Thursday, November 1, 2007

The Darjeeling Limited

Wes Anderson, who has redefined the word quirky, is a truly original visionary. Each of his films is undeniably distinguishable. Several aspects go into becoming such a modern-day legend. Anderson is notorious for his brilliant use of indie-rock music, his consistently unique, breathtaking cinematography, and his necessity to re-use his actors.

Anderson’s latest feat, The Darjeeling Limited, is much of the classic-Anderson same. The film begins with a heartbreaking short, Hotel Chevalier, in which a lonely man in Paris (Jason Schwartzman) is visited by his lost love (Natalie Portman). The short is a great prologue for what is to come, with Schwartzman introducing another insightful Anderson character. Once part II begins, we are taken on a whimsical journey.

Two brothers (Adrien Brody and Schwartzman) are invited by their brother (Owen Wilson) to embark on a month-long train ride in India to rediscover their relationships. The three indulge in wondrous conversations and hilarious shenanigans to fill their time.

Wilson has played a part in every one of Anderson’s films (as actor or co-writer), and they are where Wilson really shows his acting talent. The romantic and frat-boy comedies are okay, but only in an Anderson film will you get such delightful antics as Wilson barking polite orders to his brothers, all while his face is almost completely bandaged. Believe me, you’ll love every minute of it.

Anderson newcomer Brody delivers a career-unknown, brilliant comedic performance, as does Anderson vet (and co-writer) Schwartzman (who continues his Hotel Chevalier character). No actor is better than the other; it is a trio of true comedic acting. The characters are all equally well written and equally well acted that it makes for a great ride.

A dramatic turn will keep you engrossed and move you in ways completely beyond your expectations. I’ll never reveal the film’s best scene, which our three heroes are dressed in black. But it is in this extended scene that Anderson’s true talent in character development is apparent.

Anderson’s films are a tough sell. You either love it or hate it. You get them or you don’t. I didn’t get his last film, the overrated Life Aquatic with Steve Zissou. But The Darjeeling Limited does a smart thing by going back to the Anderson essentials. With echoes of the mesmerizing Royal Tenebaums, and even a hint of his first, and best film Bottle Rocket, The Darjeeling Limited lives up to any fan’s highest prospects.

Like other film products of the 90s (Tarantino, Fincher, Jonze, Aronofsky, and so on) Anderson is a filmmaker with intense originality, each of his films is an eccentrically beautiful venture into life.

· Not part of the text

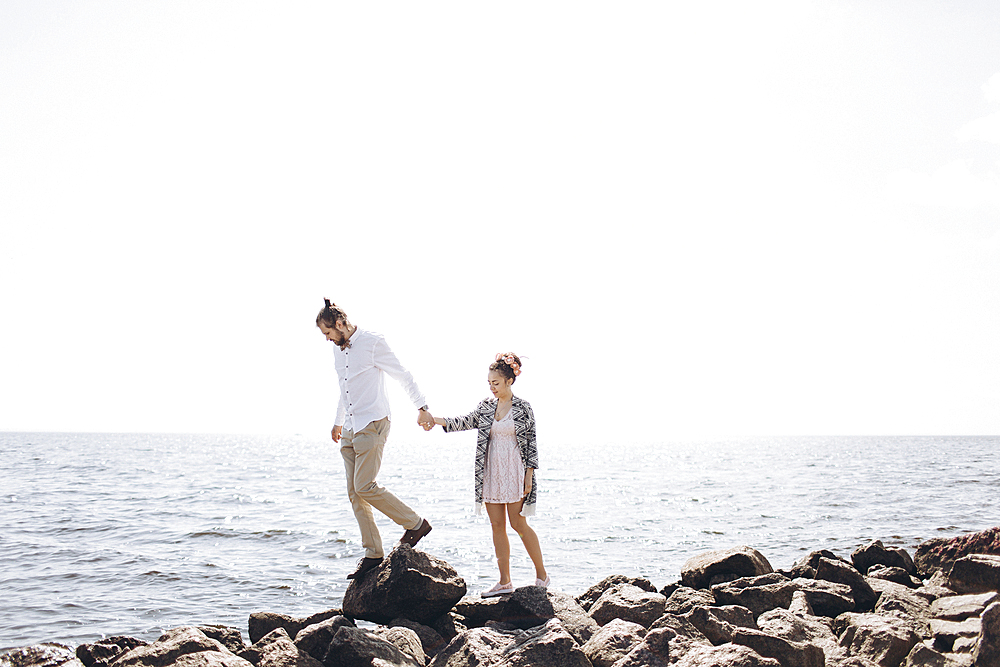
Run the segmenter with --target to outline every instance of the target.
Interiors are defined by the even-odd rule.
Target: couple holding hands
[[[334,344],[340,403],[331,435],[340,444],[347,473],[347,496],[350,498],[361,529],[365,556],[357,569],[348,575],[356,579],[382,562],[382,538],[375,525],[372,508],[379,510],[406,529],[401,543],[415,547],[431,524],[375,480],[382,465],[382,451],[389,435],[389,401],[384,375],[399,382],[419,409],[417,423],[424,430],[441,425],[446,432],[478,430],[476,441],[476,513],[486,506],[493,530],[493,547],[500,581],[483,597],[505,595],[514,591],[510,577],[510,541],[507,522],[517,531],[535,566],[535,585],[548,586],[549,577],[542,563],[538,536],[527,518],[535,513],[535,468],[538,448],[535,443],[535,417],[527,401],[511,391],[521,374],[521,360],[508,352],[496,356],[487,374],[493,398],[483,400],[464,417],[434,417],[427,402],[396,355],[381,335],[351,324],[343,310],[324,299],[325,306],[316,316],[316,326]]]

I’m not sure why Anderson chose to go to India, but we benefit from his reasons. The Darjeeling Limited is one of his best films, whose comedic genius holds you, and its dramatic tones keep you. I’d expect nothing less, from such a refreshingly innovative filmmaker. A


  1. Actually going to a theater anymore (say, the last decade or so) is more often labor than reward (art houses excluded, of course). But Wes Anderson films are a mandatory exception. I saw this at the time, and I doubt I've seen more than five or ten first run films of this quality since.

    1. Sadly, I'm going to have to agree with you. Excluding art houses (of course), I find that my movie-watching time is often much better used when at home watching or rewatching older stuff. So much of what is released mainstream nowadays is just garbage. Don't get me wrong, nothing tops the movie theater experience, but it's difficult to fork out dough for something you all but assume is going to be crap.

      But, yes, Anderson will always get my money as soon as possible.